Esprimendoci col linguaggio proprio delle neuroscienze: qual è la sinapsi più ardua da sciogliere?
Col linguaggio biblico: qual è l’idolo che è più complicato prima riconoscere e poi lasciar andare?
La cosa più difficile per un essere umano da immaginare è: avere torto.
Da alcuni anni è invece assai più facile patologizzare i bambini, piuttosto che lasciare andare la sicurezza dell' "ho capito tutto. il problema sei tu".
E... ops, eccole le schede e schedine, la brama di risposte a scelta multipla oppure con una-sola-crocetta-mi-raccomando, pure al catechismo-così-facciamo-bene-il-Bene, illusioni di tecnica come risoluzione.
E se la patologia più radicale fosse nella sclerotizzazione, nella semplificazione di chi si fa funzionario e dimentica che educare è convocazione continua al ri-apprendimento?
Ogni bambino è sempre l'irruzione dell'assoluto sempre nuovo – l’arcano – e per questo insegnare chiede l’essere disposti ad entrare nel mistero del non-so: ogni giorno rinunciare a quella presunzione che interroga senza interrogarsi.
Un sì durissimo da pronunciare, una vocazione senza merletti, una continua chiamata al farsi scorticare.
Così, qui immaginazione è competenza di chi sa guardare, non soltanto inquadrare: è la posizione del pellegrino, del viandante, del cercatore, di colui che si sente mosso, non soltanto spaventato e terrificato, da quello che ancora non sa.
Immaginazione è, insieme a rigore, vettore che attraversa vita e visione educativa di don Tonino: e non solo perché senza sosta si sbracciava, in tanti sensi, per contagiare – non inculcare – a tutti la passione per il vivente.
Ma anche perché se ancora oggi leggi un suo testo o ascolti una sua omelia, non puoi restare fermo, immobile, composto: ti muove, ti spinge, ti “rompe”: ti contagia la sua spinta immaginativa ad una sequela fatta di verbi senza presunzioni, presupposizioni, violenze.
Un esercizio costante alla messa in gioco: una pratica sacra, questa postura dell’educatore che tutto celebra perché, affascinato anche dall’avere torto, non soltanto ragione e ragioni, incontra l’arcano, abita la domanda, si apre al mistero.
“Forse la grandezza del mio maestro era tutta qui.

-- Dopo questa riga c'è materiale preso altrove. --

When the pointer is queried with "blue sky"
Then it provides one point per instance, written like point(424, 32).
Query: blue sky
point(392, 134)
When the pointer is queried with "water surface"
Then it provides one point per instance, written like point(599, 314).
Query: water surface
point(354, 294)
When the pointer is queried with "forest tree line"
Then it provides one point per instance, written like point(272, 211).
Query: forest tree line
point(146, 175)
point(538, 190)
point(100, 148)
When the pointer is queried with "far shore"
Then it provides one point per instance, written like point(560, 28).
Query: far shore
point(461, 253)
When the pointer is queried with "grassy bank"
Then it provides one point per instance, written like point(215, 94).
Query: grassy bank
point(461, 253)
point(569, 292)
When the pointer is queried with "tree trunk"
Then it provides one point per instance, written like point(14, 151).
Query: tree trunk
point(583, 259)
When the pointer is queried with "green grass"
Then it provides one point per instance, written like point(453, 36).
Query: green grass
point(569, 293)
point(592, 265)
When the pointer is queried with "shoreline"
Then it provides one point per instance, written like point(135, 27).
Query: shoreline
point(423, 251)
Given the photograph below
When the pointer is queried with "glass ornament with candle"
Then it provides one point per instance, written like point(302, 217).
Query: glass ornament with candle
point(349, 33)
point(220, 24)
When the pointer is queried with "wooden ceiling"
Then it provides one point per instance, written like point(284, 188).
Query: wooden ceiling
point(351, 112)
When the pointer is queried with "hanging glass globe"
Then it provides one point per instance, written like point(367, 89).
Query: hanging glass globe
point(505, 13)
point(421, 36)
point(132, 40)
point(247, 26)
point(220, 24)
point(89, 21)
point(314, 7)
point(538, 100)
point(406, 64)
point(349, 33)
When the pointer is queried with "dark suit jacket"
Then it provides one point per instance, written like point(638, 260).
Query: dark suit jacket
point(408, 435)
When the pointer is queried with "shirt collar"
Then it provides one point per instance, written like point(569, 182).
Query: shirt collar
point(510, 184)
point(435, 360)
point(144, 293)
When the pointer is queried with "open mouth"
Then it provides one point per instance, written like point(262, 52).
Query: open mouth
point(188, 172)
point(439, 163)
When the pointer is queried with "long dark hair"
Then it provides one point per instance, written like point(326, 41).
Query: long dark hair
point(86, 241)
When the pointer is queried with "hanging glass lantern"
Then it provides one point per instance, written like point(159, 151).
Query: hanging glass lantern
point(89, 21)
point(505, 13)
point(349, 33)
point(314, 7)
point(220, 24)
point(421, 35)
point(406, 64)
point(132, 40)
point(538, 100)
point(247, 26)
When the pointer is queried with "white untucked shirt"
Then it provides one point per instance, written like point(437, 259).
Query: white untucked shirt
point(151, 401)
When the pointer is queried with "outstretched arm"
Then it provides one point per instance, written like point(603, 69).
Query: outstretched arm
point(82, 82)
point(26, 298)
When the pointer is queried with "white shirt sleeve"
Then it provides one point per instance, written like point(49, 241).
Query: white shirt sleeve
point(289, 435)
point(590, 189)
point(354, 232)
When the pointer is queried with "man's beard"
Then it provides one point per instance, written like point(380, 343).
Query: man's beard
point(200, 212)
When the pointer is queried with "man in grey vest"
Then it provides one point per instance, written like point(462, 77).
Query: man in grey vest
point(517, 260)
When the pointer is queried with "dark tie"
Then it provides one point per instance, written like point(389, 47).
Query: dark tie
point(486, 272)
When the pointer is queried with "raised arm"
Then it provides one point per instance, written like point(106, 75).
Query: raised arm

In questa sua capacità di comunicare messaggi profondi più con il silenzio che con le parole, di lavorare su domande legittime, di non tirare mai conclusioni per tutti, di costruire occasioni di crescita reciproca, di accettare le differenze come un dono, di ritenere i suoi ragazzi titolari di una forte capacità progettuale, di dare più peso alla sfera relazionale che a quella dell'istruzione da trasmetterci, di interpretare la scuola come un gioco, anzi come una festa in cui il primo a divertirsi era lui.”
Sta scritto nei libri di neuroscienze, sta scritto nei discorsi, nelle lettere e nelle omelie di don Tonino, ma soprattutto, proprio così sta scritto nel Vangelo e nell’Antico Testamento: che educa solo chi sa morire (lasciando andare la terra del suo conosciuto) e morendo resuscitare. Cioè?
Dis-apprendendo, senza sosta, per ogni arcano ad-veniente, fuori e dentro, re-imparare.